Congressman Hensarling wrote:
“As you may be aware, President Obama and past Presidents have issued several Executive Orders governing the rulemaking activities of executive agencies. Because some of these executive orders were advisory rather than mandatory for independent regulatory agencies, you and your staff may have been previously under the impression that these orders do not apply to the CFPB. However, the PHH decision makes clear that the Constitution requires that the CFPB be treated as an executive agency, and that the CFPB is not, and may no longer be considered to be, an independent regulatory agency. Consequently, it is also clear that Executive Orders applicable to executive agencies apply in full to the CFPB.” [Emphasis added by insideARM]
Congressman Hensarling’s letter then cites various Executive Orders that impose regulatory requirements on executive agencies. Among the Orders Hensarling raised are: Executive Order 12866: Regulatory Planning and Review Issued by President Clinton in October, 1993, Executive Order 12866 mandates that federal agencies “promulgate only such regulations as are required by law, are necessary to interpret the law, or are made necessary by compelling public need, such as material failures of private markets to protect or improve the health and safety of the public, the environment, or the well-being of the American people. In deciding whether and how to regulate, agencies must:Assess all costs and benefits of available alternatives, including the alternative of not regulating. Costs and benefits shall be understood to include both quantifiable measures (to the fullest extent that these can be usefully estimated) and qualitative measures of costs and benefits that are difficult to quantify, but nevertheless essential to consider. Further, in choosing among alternative regulatory approaches, agencies should select those approaches that maximize net benefits (including potential economic, environmental, public health and safety, and other advantages; distributive impacts; and equity), unless a statute requires another regulatory approach.

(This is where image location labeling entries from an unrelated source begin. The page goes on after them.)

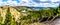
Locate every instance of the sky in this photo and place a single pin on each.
(31, 3)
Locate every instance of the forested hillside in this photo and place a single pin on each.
(22, 15)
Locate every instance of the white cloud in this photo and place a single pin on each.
(43, 0)
(27, 3)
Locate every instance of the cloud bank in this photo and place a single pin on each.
(34, 3)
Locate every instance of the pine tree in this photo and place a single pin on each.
(1, 19)
(9, 19)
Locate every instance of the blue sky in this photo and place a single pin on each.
(34, 3)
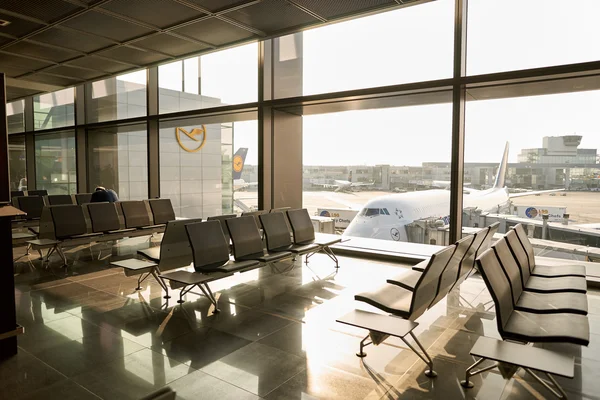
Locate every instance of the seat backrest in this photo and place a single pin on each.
(245, 237)
(522, 235)
(32, 205)
(222, 219)
(162, 210)
(69, 220)
(450, 274)
(256, 215)
(135, 214)
(510, 267)
(83, 198)
(498, 286)
(104, 217)
(60, 199)
(519, 254)
(426, 287)
(209, 247)
(468, 261)
(302, 227)
(275, 230)
(37, 192)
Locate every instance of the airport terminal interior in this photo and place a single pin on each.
(299, 199)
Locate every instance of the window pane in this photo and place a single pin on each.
(217, 79)
(17, 162)
(506, 35)
(118, 160)
(196, 165)
(553, 140)
(372, 191)
(407, 45)
(117, 98)
(55, 168)
(15, 116)
(54, 110)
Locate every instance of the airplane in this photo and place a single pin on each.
(344, 186)
(239, 159)
(386, 217)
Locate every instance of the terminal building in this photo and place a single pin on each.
(158, 159)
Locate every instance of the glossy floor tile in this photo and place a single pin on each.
(90, 335)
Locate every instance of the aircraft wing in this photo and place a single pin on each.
(522, 194)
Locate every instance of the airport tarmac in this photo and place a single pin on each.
(583, 207)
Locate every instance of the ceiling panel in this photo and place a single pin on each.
(12, 60)
(161, 13)
(100, 64)
(107, 26)
(215, 31)
(334, 8)
(169, 44)
(77, 41)
(52, 80)
(17, 27)
(35, 50)
(271, 16)
(44, 10)
(133, 56)
(78, 73)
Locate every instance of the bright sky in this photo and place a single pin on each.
(415, 44)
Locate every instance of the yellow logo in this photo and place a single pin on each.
(238, 163)
(192, 135)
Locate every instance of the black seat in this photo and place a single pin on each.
(162, 210)
(247, 244)
(83, 198)
(544, 303)
(60, 199)
(278, 236)
(135, 214)
(524, 326)
(406, 303)
(518, 236)
(211, 250)
(538, 284)
(32, 205)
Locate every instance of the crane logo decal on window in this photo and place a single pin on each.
(194, 136)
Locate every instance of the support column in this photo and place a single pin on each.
(458, 120)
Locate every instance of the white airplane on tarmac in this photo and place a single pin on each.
(386, 217)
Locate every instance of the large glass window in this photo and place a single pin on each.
(54, 110)
(118, 160)
(117, 98)
(15, 116)
(17, 162)
(55, 166)
(506, 35)
(407, 45)
(216, 79)
(552, 134)
(208, 166)
(374, 170)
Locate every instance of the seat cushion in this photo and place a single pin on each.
(406, 280)
(558, 271)
(389, 298)
(552, 303)
(530, 327)
(153, 253)
(555, 285)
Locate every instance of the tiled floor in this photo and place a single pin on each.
(90, 335)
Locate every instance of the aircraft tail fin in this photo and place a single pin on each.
(239, 158)
(502, 169)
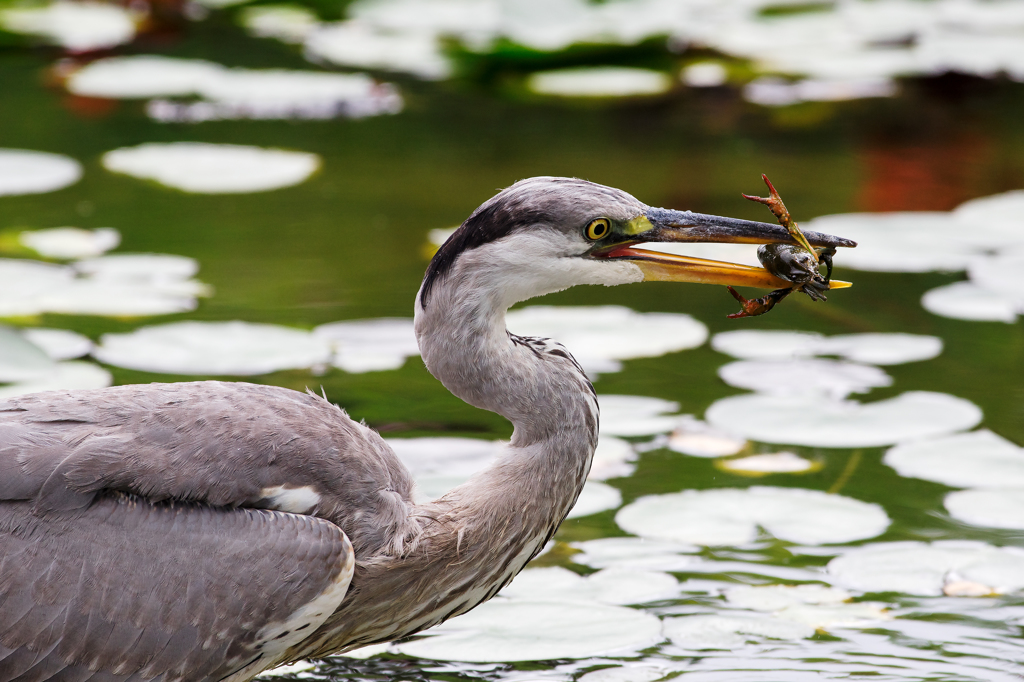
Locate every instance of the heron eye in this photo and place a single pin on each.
(597, 228)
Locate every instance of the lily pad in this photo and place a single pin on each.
(68, 243)
(759, 465)
(967, 300)
(727, 632)
(357, 44)
(64, 376)
(636, 415)
(635, 554)
(80, 27)
(805, 420)
(978, 459)
(923, 568)
(997, 508)
(832, 379)
(27, 172)
(600, 82)
(213, 348)
(611, 586)
(511, 630)
(732, 516)
(59, 344)
(600, 336)
(696, 438)
(213, 169)
(370, 345)
(868, 348)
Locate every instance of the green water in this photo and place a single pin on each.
(349, 244)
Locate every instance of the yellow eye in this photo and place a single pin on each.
(598, 229)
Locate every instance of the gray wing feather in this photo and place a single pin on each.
(129, 590)
(215, 442)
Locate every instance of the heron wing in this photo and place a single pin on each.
(129, 590)
(217, 442)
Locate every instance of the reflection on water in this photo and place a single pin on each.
(902, 576)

Executive Order 13563: Improving Regulations and Regulatory Review Issued by President Obama in January 2011, Executive Order 13563 reiterates the general principals of Executive Order 12866 and says agencies must: (1) propose or adopt a regulation only upon a reasoned determination that its benefits justify its costs; (2) tailor regulations to impose the least burden on society; and (3) select regulatory approaches that maximize net benefits. The order also directs agencies to “use the best available techniques to quantify anticipated present and future benefits and costs as accurately as possible.” It also requires agencies to develop a plan under which they would periodically review their existing significant rules. In his letter, Mr. Hensarling asks Director Cordray to provide written assurance by October 26, 2016 “that the CFPB will comply in full with the requirements of the Executive Orders referenced in the letter prior to issuing any future final rule, including rules governing arbitration agreements; payday, vehicle title, and installment loans; and debt collection.” [Emphasis added by insideARM] insideARM Perspective It will be interesting to see Director Cordray’s response to Congressman Hensarling, assuming he provides a response at all. Congressman Hensarling’s letter raises issues that are very real to the ARM industry. They are issues that have been previously raised during the SBREFA process. The potential costs to agencies to comply with the CFPB’s Outline of Proposed Rules are significant, regardless of whether you are a still considered a small business or a large business. They are costs of the magnitude that could potentially cause businesses to close. The additional “cost/benefit” review required by the Executive Orders referenced by Congressman Hansarling may provide some additional consideration for all ARM participants. On the other hand, if the CFPB complies with these fairly general orders which are open to interpretation, it may do little other than prolong the rulemaking process.